Illustration 2: The facts are the same as in the previous illustration except that Large Corp also spends a total of $1 million on other equipment and business assets that are not eligible for the de minimis safe harbor and instead must be capitalized. Large Corp elects to apply the de minimis safe harbor rule. Since the $6.25 million that’s deducted under the safe harbor rule will not count for purposes of the rule phasing out Code Sec. 179 expensing if the Code Sec. 179 investment ceiling ($2,010,000, for 2016) is exceeded, Large Corp should be able to expense, under Code Sec. 179, $500,000 of the equipment and business assets that are not eligible for the de minimis safe harbor.

As the above illustration shows, the benefits of the election are evident for companies with an AFS. Since many smaller companies don’t have an AFS, however, any safe harbor election they make generally will be limited to items costing no more than $2,500. Even so, they will benefit because amounts expensed under the safe harbor won’t eat into their $500,000 Code Sec. 179 expensing limit.
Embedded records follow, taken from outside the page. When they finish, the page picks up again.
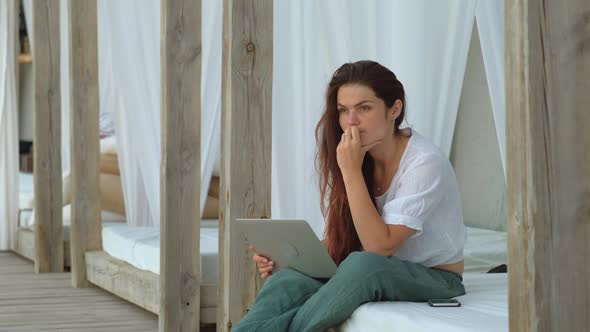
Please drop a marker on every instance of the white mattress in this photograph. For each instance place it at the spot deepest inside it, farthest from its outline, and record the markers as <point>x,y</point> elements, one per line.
<point>484,308</point>
<point>140,247</point>
<point>27,219</point>
<point>484,249</point>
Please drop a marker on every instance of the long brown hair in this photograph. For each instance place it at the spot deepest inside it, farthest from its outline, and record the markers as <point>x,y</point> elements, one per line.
<point>340,232</point>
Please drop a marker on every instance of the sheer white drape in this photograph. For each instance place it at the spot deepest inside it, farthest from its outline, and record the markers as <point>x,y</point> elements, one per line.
<point>8,126</point>
<point>490,23</point>
<point>424,42</point>
<point>129,54</point>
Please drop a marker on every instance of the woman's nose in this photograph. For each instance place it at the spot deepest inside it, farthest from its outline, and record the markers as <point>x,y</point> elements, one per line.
<point>353,119</point>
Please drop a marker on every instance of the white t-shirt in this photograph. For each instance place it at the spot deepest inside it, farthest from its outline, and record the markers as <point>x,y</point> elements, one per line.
<point>424,195</point>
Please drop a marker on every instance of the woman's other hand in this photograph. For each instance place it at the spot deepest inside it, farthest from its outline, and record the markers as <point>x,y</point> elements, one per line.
<point>264,264</point>
<point>350,153</point>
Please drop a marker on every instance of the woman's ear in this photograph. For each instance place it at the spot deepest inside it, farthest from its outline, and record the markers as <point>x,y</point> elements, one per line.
<point>396,109</point>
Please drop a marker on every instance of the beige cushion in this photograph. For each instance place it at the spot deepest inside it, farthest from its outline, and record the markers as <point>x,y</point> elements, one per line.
<point>110,191</point>
<point>109,163</point>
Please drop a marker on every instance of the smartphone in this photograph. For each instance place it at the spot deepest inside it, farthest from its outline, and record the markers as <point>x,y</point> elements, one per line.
<point>444,303</point>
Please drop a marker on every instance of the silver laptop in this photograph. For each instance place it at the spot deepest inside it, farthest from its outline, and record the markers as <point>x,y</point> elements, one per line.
<point>290,244</point>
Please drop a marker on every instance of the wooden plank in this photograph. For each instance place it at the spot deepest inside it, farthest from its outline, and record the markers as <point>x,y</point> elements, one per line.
<point>47,142</point>
<point>246,147</point>
<point>181,57</point>
<point>547,82</point>
<point>84,101</point>
<point>31,302</point>
<point>139,286</point>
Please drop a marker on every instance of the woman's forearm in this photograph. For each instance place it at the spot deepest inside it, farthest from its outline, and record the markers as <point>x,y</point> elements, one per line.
<point>372,231</point>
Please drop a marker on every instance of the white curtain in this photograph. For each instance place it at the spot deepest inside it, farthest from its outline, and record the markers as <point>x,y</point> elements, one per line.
<point>490,23</point>
<point>129,57</point>
<point>424,42</point>
<point>8,126</point>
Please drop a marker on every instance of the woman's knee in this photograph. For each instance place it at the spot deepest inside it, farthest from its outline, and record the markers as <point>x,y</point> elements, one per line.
<point>292,278</point>
<point>364,262</point>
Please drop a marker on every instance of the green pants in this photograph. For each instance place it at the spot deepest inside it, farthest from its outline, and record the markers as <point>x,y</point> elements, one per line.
<point>292,301</point>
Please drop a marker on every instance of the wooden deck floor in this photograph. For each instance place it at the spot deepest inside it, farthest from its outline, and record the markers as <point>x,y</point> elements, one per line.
<point>48,302</point>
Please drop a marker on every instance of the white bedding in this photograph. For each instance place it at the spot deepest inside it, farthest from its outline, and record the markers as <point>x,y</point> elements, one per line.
<point>140,247</point>
<point>484,308</point>
<point>27,219</point>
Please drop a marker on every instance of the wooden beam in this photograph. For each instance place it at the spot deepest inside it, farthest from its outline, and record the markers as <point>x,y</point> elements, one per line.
<point>547,83</point>
<point>84,108</point>
<point>181,165</point>
<point>246,147</point>
<point>47,142</point>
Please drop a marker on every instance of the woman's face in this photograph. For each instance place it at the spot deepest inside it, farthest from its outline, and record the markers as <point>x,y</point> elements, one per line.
<point>359,106</point>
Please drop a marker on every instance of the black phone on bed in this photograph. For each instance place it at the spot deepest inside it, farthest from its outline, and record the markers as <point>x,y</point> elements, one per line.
<point>444,303</point>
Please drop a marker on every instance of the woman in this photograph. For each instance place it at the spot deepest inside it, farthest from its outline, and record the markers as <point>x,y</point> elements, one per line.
<point>394,218</point>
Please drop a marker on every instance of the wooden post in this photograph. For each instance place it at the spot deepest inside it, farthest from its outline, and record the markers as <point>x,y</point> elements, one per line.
<point>49,252</point>
<point>181,165</point>
<point>84,108</point>
<point>547,87</point>
<point>245,145</point>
Note this key distinction. Although amounts expensed under the de minimis safe harbor election aren’t subject to capitalization under Code Sec. 263(a), they may have to be capitalized under Code Sec. 263A if the UNICAP rules apply to the taxpayer. (Reg. § 1.263(a)-1(f)(1), Reg. § 1.263(a)-1(f)(3)(v)) By contrast, under Reg. § 1.263A-1(e)(3)(iii), amounts expensed under Code Sec. 179 are indirect costs that are not required to be capitalized under Code Sec. 263A.